Cohen saw an opening in the smaller commercial real estate space and walked through the door. He's reached the seven-figure point in his first year of business and saved his clients as much as 30 percent on their insurance premiums--while getting them better coverage.
Marsh's Jon Finley broke through in the chemical sector. With a global recession roiling manufacturing and energy, Finley dove into the M&A activity that came about due to so much economic dislocation and kept coming up with solutions. One chemical sector risk manager told us that Finley was able to save him 40 percent on his combined programs' premiums in just such a merger.
It says something about the depth of experience in insurance--how many able veterans are out there--that many first-time winners have 20, even 35 years in the business.
That's the case with Mark McGinnis, a Los Angeles-based senior vice president and managing director at Marsh who has 35 years of experience in insurance.
With the Southwest looking like a place where water wars are set to break out any minute, McGinnis was project director for major wrap-up programs for groups such as the Southern Nevada Water Authority. McGinnis and his team developed a specially tailored program for a tunnel project under Lake Mead designed to bring water to Las Vegas.

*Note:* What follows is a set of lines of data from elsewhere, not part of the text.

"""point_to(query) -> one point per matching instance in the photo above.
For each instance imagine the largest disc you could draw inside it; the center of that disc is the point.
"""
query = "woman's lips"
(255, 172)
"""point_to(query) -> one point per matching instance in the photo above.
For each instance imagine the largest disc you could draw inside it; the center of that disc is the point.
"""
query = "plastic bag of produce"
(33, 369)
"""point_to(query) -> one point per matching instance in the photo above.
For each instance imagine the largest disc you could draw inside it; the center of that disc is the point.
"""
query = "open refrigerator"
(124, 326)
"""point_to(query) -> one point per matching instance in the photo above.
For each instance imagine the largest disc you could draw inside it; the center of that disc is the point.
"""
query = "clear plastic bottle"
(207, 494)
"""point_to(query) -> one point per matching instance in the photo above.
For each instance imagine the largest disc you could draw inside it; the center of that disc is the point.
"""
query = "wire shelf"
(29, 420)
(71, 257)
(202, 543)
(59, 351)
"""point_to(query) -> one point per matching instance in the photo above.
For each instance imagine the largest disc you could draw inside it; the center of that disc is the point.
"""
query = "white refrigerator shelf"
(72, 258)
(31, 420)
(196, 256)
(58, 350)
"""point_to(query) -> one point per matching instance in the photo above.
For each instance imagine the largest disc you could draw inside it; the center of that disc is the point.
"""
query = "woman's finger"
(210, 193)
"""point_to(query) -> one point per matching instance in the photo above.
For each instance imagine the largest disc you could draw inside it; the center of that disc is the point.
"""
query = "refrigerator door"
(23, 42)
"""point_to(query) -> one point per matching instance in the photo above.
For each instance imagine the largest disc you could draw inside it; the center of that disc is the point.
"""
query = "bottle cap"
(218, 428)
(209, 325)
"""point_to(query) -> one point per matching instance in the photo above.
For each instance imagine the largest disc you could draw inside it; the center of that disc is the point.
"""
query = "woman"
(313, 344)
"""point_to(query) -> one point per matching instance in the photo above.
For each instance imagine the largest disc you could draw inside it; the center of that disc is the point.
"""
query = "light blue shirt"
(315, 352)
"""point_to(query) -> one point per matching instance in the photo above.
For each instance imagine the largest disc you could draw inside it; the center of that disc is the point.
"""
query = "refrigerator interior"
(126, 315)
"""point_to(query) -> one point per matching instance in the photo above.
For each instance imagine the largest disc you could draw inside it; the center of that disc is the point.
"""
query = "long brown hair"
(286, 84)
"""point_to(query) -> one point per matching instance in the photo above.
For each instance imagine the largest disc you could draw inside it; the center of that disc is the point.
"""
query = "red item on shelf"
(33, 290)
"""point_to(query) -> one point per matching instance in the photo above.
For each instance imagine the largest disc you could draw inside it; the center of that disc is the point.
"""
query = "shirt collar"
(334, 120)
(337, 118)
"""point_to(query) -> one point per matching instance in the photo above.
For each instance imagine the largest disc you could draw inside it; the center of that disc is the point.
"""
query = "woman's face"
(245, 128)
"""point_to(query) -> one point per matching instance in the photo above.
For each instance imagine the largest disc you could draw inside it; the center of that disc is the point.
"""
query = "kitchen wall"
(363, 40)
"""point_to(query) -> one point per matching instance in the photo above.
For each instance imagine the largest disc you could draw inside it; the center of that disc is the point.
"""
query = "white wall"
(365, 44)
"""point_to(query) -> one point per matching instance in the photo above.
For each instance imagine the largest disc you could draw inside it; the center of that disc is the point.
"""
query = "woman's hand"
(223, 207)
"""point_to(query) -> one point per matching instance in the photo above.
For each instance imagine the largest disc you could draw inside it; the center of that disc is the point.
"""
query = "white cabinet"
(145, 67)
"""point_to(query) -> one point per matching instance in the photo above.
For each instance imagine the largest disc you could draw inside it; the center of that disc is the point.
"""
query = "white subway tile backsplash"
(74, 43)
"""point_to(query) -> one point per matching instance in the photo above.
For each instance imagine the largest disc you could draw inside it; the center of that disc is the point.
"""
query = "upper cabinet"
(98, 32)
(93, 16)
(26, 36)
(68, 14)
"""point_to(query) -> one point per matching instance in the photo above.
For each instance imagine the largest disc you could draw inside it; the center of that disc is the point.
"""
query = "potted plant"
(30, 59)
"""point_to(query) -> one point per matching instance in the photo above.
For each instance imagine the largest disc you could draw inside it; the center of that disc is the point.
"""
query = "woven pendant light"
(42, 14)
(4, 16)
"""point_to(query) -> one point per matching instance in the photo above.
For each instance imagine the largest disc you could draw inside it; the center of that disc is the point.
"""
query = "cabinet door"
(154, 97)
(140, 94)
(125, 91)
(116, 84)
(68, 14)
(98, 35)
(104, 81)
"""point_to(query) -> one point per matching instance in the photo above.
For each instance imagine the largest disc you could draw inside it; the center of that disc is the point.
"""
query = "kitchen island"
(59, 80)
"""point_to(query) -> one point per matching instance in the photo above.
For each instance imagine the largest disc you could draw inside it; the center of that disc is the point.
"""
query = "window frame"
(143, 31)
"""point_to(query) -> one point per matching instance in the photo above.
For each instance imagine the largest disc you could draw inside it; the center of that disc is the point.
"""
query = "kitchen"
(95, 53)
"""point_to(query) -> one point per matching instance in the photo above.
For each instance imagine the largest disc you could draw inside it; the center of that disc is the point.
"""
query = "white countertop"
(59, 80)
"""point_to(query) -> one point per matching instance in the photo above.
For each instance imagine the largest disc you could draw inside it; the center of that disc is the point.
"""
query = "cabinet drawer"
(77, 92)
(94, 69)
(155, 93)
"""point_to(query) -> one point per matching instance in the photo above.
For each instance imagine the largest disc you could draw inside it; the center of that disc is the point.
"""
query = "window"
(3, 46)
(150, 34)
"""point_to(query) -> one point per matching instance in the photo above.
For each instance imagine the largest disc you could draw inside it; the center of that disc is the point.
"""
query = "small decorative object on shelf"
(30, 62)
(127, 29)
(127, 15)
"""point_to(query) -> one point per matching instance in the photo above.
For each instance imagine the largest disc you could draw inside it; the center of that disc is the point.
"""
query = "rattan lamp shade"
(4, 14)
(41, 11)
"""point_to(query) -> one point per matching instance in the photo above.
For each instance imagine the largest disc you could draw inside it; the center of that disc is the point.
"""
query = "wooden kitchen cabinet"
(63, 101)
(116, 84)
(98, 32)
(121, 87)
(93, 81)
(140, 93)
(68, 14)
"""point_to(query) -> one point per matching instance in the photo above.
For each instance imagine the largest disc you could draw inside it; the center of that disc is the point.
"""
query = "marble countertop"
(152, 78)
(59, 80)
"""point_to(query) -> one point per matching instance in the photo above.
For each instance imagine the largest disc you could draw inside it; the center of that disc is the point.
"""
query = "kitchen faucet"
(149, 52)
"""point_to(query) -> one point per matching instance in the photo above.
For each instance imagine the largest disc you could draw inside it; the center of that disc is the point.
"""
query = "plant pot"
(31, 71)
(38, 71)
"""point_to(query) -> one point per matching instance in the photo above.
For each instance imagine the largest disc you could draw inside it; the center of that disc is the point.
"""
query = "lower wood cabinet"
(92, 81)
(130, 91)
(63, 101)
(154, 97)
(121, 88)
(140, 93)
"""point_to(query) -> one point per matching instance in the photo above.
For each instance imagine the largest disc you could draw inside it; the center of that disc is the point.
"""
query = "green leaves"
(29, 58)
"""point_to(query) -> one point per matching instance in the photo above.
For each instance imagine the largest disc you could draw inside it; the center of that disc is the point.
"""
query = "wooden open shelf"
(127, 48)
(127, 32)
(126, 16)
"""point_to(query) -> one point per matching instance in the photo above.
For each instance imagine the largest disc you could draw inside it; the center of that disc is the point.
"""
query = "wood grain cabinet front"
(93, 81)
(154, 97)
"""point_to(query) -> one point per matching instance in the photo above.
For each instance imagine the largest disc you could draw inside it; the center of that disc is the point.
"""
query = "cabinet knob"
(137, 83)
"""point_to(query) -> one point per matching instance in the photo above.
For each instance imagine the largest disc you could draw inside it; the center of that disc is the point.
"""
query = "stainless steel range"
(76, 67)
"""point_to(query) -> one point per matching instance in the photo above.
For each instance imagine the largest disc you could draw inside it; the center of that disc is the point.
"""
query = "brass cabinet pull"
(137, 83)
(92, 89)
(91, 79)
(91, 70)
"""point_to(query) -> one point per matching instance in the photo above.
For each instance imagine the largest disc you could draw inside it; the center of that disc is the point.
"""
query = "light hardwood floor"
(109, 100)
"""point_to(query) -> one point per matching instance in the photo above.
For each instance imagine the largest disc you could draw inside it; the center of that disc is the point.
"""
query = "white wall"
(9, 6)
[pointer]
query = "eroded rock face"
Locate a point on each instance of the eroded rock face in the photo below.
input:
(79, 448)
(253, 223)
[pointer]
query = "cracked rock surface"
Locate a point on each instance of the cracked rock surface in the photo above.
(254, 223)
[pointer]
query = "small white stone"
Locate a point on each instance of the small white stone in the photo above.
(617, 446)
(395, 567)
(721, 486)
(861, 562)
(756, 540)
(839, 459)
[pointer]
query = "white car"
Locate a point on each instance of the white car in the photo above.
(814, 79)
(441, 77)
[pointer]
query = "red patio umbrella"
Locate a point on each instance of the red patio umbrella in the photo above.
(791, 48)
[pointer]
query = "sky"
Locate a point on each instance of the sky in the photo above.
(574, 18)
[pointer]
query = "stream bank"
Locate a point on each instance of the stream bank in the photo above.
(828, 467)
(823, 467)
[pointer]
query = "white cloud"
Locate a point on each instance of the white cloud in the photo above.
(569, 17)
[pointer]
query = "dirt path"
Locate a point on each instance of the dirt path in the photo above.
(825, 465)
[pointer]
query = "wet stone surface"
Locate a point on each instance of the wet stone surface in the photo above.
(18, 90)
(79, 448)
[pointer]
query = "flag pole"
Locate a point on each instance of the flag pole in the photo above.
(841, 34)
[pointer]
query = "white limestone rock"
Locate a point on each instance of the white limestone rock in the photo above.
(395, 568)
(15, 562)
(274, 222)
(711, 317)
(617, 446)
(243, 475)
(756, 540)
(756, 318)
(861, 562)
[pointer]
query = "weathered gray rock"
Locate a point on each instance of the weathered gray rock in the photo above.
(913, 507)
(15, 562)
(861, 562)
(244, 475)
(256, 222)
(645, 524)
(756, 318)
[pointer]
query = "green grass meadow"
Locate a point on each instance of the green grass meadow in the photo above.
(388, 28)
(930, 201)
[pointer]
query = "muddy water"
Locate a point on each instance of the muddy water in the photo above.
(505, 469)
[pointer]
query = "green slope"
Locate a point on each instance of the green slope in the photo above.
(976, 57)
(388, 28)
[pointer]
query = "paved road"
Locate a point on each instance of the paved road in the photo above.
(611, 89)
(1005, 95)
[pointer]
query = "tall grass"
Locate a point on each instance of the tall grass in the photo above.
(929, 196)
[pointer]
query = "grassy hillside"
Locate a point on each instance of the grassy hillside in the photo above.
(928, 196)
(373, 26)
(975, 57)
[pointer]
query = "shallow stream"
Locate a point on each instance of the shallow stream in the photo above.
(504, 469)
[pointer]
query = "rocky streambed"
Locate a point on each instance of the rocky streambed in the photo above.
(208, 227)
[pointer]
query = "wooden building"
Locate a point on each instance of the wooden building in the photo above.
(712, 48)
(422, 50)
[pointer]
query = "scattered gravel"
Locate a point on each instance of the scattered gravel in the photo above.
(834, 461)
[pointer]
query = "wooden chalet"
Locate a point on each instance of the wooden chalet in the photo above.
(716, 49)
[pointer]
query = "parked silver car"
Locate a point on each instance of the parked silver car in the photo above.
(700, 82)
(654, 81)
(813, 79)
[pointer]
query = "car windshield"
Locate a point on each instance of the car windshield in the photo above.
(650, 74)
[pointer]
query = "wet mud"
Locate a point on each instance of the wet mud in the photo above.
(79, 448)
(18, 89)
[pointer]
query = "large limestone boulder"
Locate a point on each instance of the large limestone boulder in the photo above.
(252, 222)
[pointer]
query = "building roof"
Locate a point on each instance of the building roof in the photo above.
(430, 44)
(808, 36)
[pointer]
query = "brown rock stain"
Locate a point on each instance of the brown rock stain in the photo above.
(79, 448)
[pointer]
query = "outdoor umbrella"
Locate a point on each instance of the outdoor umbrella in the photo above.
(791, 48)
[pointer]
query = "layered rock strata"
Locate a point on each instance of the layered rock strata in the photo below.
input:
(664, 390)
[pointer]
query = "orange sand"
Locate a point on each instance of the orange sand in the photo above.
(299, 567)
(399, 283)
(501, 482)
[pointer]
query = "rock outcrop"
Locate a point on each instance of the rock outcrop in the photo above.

We also learned about Mike Honeycutt, part of a crack education team at Willis led by repeat winner Mark Goode. Honeycutt and the Willis team pulled off an insurance coup in a volatile political climate in a Southern state that will have to remain nameless.
With longtime local, entrenched, political and business insurance partners screaming every step of the way, Honeycutt and his team were able to meet the demands of state education officials who wanted to combine the insurance programs for nine institutions of higher learning.
These are just some of the stories you will find in this issue. Stories of your fellow professionals who are giving your craft a very good name. Even if you didn't win, many of you will no doubt walk prouder after hearing these inspiring stories.